BBKA Forum

British Beekeepers Association Official Forum 

  • Queen cell conundrum

  • Beginners forum, ask beekeeping related questions and get help from other experienced beekeepers. Please use the Search Feature please to avoid duplicated threads
Beginners forum, ask beekeeping related questions and get help from other experienced beekeepers. Please use the Search Feature please to avoid duplicated threads
 #11258  by RHumphrey
 18 Jun 2021, 11:23
I have a hive with 15-20 queen cells on frame fronts and 2-5 QCs on the bottom. This is puzzling me. The history is as follows.

05/05/21 - QCs present in colony ready to swarm so split hive leaving only one unsealed QC due to be sealed - frame position marked. Old queen, some brood frames, nurse bees and stores moved into a nuc. Gaps in donor hive replaced with foundation frames. Plenty of space and super space.
12/05/21 - The unsealed QC now sealed. Any new QCs destroyed.
26/05/21 - Just a brief check but confirmation that the Q had emerged as cell has opened.
10/06/21 - First observation of larvae and sealed brood. Great - queen has mated.
17/06/21 - NO eggs or larvae - only sealed brood. 15-20 sealed QCs on faces of brood frames and 2-5 sealed QCs on bottom of frames.

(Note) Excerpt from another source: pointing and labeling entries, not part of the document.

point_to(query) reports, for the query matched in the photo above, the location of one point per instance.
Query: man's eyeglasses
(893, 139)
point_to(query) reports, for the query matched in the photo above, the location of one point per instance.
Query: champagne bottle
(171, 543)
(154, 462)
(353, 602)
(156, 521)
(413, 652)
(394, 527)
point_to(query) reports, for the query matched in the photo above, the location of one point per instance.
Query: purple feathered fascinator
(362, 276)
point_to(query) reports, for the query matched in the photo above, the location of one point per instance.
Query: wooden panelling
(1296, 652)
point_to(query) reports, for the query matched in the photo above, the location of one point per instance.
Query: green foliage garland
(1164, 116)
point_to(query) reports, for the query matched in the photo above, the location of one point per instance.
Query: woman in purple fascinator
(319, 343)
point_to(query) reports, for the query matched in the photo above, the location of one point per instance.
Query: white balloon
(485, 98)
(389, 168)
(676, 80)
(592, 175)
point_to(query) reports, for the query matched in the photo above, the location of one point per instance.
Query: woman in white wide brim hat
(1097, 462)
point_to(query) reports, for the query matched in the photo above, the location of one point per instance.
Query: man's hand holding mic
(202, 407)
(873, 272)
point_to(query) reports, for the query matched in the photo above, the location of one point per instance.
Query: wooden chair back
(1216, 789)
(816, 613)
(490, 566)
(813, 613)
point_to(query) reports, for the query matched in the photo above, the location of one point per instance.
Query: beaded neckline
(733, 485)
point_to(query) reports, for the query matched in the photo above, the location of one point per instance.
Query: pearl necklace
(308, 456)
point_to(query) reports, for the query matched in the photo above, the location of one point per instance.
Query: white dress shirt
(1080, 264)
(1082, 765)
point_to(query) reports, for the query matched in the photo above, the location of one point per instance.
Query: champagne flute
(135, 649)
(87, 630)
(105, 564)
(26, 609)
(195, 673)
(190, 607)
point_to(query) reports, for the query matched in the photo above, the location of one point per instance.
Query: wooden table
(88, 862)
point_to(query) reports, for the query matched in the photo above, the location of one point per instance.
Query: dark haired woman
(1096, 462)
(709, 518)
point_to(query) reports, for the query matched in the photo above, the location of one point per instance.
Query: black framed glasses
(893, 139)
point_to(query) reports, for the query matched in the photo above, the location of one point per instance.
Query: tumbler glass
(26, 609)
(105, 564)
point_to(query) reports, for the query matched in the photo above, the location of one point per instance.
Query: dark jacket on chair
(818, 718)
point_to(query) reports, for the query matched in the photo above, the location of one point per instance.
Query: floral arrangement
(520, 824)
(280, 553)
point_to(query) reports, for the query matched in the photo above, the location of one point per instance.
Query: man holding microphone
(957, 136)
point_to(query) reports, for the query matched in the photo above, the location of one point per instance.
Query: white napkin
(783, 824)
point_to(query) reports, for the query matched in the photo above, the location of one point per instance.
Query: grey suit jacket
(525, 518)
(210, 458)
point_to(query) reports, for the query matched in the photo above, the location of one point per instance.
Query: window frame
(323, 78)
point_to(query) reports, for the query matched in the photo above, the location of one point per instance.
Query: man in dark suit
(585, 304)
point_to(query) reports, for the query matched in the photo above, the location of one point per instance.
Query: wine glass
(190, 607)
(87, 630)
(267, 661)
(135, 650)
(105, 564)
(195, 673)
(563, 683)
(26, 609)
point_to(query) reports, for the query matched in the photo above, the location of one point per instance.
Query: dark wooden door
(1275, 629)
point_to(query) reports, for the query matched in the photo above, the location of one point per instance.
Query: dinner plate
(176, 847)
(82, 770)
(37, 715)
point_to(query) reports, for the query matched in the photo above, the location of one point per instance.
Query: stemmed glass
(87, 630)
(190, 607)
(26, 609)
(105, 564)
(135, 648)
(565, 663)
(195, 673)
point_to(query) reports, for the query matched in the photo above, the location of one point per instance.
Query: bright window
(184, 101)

I've assumed they have or are about to swarm and have destroyed all QCs and left just one. Hope this has been the correct decision. But I have some questions.

1. Surely there hasn't been enough time for sealed QCs to have been produced. Or has there?
2. Have larvae been used instead of eggs which is quicker?
3. If they are preparing to swarm, why didn't they use eggs to produce Qs?
4. If they have produced these QCs to swarm, were the conditions still too congested even after I split the colony?

There doesn't seem to be a reduction in the bee population you might find after a swarm - though I am only in my second year so not exactly full of experience!

Please help - I"m mystified!!
 #11259  by Patrick
 18 Jun 2021, 14:36
Hi and welcome to the Forum.

Good post, the dates are really useful .What I would guess from that number out of the faces of the combs is they are emergency cells. Do they look a bit short and stubby and like mini acorns?

They were raised from eggs and larvae from your new queen which was presumably killed either by the bees or in the course of the inspection on the 10/06. Please don't think I am being rude about your handling - I had exactly the same happen to me on a big colony earlier this year I put onto double brood and by the next week queen gone and emergency cells everywhere - very annoying! I can only conclude she got clobbered as a result of my hive manipulations - its uncommon but can happen.

Yes they can have sealed emergncy qc's in under a week. Its unlikely they will swarm on emergency cells but I would still reduce down to the best looking one or two personally.
 #11260  by AdamD
 18 Jun 2021, 15:12
Welcome to the forum,
For your 10th June inspection, you don't say whether there were eggs or not, however by 17th there was no open brood and only sealed queencells. Queens will swarm before a queencell is sealed, however a young one is unlikely to swarm so quickly after starting to lay. The timing could work out OK if the queen was failing and then died. Sometimes (not often in my experience) queens start to lay and fail or are rejected quickly for some reason.

Worker brood is 3 days as egg, 6 days open and 12 days sealed.
Queen brood is 3 days as egg, 5 days open and 8 days sealed.

Hopefully a new queen will emerge soon enough and mate successfully.

(A similar thing to you possibly; Last year I saw that a queen had mated and was laying OK. A couple of weeks later I only found sealed brood and no queencells. On the floor (of the nuc) I saw the queen, disabled and unable to walk. Did she fail or did I damage her when I inspected? I don't think so and there was no apparent sign of damage to her, however there was enough queen pheromone to inhibit queencell construction).
 #11263  by NigelP
 18 Jun 2021, 18:54
Just to add bees don't simply use eggs to make queen cells, they add royal jelly to larvae from between 1-3 days after the egg "hatches". The earlier and more royal jelly the larvae receive the better the queen (or so they say).
In a queen cup an egg is laid and then as it hatches royal jelly is added (or just before it hatches).
When beekeepers graft larvae for generating queen cells they use ones approx. 24 hours old or less.
If the hatched larvae doesn't receive royal jelly but normal brood food it becomes a worker.